Hone recently mentioned this old piece of paleontological "common knowledge", but I wonder how true it really is.
For one, we're no longer back in the days of The Dinosauria where only ten skulls could be illustrated by McIntosh. There have to be a few times that now at least, plus tons known from braincases and/or jaw elements.
Two, just how poorly known are skulls of other dinosaurs? There are only four or so stegosaur taxa with known skulls, two therizinosaurs, and three alvarezsauroids, for instance.
Three, how much does it reflect the number of sauropods named from axial material as opposed to the percentage of sauropod skulls found per postcranium? Maybe the elaborate vertebrae of sauropods make them more prone to being named from postcrania, whereas e.g. ornithopod or ceratopsian postcrania are often considered indeterminate. I suspect if you counted all of the partial cerapod postcrania left undescribed or uncollected, their skulls would seem much more rare.

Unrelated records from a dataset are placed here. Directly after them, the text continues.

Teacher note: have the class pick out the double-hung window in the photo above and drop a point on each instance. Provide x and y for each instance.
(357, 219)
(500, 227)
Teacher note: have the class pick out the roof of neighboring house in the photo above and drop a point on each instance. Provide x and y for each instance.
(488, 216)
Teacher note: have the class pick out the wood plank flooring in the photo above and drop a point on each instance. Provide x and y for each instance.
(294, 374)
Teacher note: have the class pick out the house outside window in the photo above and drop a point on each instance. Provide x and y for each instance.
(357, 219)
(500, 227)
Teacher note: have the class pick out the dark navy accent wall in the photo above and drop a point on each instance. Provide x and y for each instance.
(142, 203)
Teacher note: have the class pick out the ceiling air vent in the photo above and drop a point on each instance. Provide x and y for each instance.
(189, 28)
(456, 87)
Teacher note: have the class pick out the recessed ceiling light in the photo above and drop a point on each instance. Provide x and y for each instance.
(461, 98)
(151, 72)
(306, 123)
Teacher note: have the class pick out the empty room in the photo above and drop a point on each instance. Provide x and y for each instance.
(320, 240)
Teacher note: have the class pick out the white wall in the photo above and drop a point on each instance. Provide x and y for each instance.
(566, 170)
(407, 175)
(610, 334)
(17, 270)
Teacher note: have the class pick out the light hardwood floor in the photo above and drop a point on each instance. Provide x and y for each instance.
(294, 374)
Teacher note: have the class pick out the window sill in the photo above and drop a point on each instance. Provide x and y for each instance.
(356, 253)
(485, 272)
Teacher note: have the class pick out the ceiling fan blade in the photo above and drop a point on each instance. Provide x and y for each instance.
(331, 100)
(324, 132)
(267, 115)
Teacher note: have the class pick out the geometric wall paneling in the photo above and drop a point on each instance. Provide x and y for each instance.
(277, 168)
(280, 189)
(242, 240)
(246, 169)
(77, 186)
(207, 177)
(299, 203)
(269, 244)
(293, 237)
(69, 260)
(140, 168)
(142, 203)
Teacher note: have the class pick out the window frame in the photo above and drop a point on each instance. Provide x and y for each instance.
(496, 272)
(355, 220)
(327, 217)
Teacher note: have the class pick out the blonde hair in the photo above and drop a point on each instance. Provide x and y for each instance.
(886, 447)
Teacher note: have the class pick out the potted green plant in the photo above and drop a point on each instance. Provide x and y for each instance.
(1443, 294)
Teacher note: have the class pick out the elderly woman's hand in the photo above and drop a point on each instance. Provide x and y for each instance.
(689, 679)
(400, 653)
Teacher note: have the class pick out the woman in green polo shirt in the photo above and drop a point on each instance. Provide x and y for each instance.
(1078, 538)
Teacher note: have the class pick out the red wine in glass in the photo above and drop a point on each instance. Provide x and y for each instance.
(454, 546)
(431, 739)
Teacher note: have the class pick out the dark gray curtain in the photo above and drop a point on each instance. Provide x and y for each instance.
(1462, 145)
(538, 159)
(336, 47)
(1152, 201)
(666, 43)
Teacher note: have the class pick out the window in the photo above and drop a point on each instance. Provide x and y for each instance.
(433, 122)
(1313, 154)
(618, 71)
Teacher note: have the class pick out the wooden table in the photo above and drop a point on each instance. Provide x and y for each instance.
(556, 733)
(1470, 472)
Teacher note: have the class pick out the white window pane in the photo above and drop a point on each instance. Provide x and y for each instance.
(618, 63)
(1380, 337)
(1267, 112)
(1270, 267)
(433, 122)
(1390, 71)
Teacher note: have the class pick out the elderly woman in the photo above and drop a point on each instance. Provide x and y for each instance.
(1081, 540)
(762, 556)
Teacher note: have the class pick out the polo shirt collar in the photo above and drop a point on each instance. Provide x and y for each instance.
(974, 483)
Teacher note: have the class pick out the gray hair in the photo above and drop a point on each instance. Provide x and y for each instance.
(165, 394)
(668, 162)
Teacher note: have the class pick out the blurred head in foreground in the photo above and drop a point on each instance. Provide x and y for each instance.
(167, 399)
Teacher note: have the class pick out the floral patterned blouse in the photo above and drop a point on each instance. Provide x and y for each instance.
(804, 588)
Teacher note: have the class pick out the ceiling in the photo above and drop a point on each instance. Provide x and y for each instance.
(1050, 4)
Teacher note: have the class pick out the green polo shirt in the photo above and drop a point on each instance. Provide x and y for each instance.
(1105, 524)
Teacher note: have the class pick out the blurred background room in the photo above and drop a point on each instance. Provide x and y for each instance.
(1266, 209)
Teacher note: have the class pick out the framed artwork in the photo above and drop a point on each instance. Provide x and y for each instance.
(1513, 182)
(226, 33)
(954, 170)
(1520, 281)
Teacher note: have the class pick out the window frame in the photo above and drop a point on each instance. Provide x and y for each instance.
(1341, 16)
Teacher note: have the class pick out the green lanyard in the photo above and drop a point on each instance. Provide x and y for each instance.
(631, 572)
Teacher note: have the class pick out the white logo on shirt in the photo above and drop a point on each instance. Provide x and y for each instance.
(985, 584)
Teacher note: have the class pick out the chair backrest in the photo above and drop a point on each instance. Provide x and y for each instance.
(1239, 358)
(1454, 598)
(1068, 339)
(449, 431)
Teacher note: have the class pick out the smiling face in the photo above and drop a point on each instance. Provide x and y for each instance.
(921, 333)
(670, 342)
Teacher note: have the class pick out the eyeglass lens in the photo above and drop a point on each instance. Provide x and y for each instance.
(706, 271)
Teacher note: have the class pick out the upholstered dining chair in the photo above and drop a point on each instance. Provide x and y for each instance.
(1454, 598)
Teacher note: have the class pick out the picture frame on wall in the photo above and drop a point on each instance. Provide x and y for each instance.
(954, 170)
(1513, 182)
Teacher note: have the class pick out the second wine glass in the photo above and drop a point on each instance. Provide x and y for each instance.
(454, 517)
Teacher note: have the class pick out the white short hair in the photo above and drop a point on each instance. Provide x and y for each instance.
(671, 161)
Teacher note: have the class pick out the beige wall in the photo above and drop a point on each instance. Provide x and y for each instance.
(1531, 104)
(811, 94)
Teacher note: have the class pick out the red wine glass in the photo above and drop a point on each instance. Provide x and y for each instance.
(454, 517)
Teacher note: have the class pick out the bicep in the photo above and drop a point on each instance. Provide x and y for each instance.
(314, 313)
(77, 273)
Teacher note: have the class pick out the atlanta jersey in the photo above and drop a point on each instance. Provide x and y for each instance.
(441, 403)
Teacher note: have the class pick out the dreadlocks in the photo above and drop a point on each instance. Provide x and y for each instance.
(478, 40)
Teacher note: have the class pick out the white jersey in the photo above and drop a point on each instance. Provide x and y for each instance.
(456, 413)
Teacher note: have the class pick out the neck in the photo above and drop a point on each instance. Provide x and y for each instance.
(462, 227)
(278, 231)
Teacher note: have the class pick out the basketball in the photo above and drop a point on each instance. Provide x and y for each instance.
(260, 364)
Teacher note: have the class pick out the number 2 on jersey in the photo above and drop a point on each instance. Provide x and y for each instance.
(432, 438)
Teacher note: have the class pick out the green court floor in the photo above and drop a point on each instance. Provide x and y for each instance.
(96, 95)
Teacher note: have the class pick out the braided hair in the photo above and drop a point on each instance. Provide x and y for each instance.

The first two questions could actually be answered statistically, once my sauropodomorph database were 'complete'. You would need to try to include only valid taxa (nice and subjective), then find some way to represent cranial completeness (maybe on a scale of 20, where each kind of preserved skull element counts as 1, and having 20 is equivalent to a complete skull), then find the average cranial completeness number for various groups. The third question would be more difficult, since not only would just trawling museum collections be tedious, it would leave the 'how many aren't collected' part unknown. And just as I bet there's a bias in not collecting cerapod postcranial bits due to supposed indeterminacy, there's also a bias in not collecting sauropod fossils due to their size.